Porter returns for the reggae classic “By the Rivers of Babylon,” which Escoffery, whose family heritage is Jamaican, considers the Rastafari equivalent of African American spirituals like “Swing Low, Sweet Chariot,” using Biblical imagery to protest the oppression of enslaved peoples. He has long wanted to find the right vehicle to reunite with Porter for years, since they’d met shortly after the singer’s arrival in New York, when both frequented St. Nick’s Pub. “I've always wanted to make a strong musical statement with Gregory,” he says. “It was important for me to have the power of his voice singing those lyrics.”

The quartet pays tribute to its late drummer with Peterson’s gorgeous “Song of Serenity,” which the composer originally recorded with his Fo’tet on its 1995 album The Reclamation Project. It’s a mainstay of the quartet’s book and was originally planned for inclusion on Escoffery’s Smoke Sessions debut, The Humble Warrior, which turned out to be Peterson’s final recording with the group. Album closer “Shuffle” isn’t exactly a shuffle, but that’s the off-hand term that Escoffery used to describe to Peterson the groove he was looking for when he introduced the tune; Whitfield places his own stamp on Peterson’s dynamic response.

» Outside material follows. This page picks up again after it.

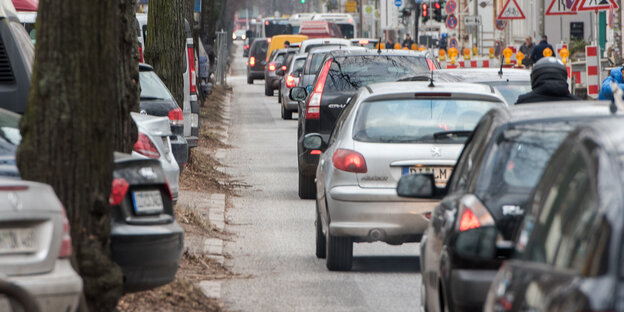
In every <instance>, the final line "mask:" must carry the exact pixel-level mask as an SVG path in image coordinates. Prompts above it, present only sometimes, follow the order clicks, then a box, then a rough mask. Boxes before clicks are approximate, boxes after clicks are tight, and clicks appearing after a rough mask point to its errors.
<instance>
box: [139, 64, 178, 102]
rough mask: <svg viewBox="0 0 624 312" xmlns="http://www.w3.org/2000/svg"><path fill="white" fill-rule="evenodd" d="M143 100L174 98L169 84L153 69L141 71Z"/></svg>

Much of the music on Like Minds was, naturally, written during the pandemic. Escoffery was fortunate to have a magnanimous fan, the Fulbright scholar and children’s author Michael Sampson, who gave Escoffery the run of his Gulf Coast home during the second wave of lockdown. “Treasure Lane” is named for that Florida address, while Duke Pearson’s classic “Idle Moments” reflects on the suspended sense of time we’ve all experienced over the last few years. It also was part of the setlist for Escoffery’s inaugural livestream concert from the label’s namesake Smoke Jazz Club.

This set of music has been worked out on bandstands across the globe since the world reawakened, but more importantly it reflects the chemistry and empathy shared by gifted musicians who share deep roots and Like Minds.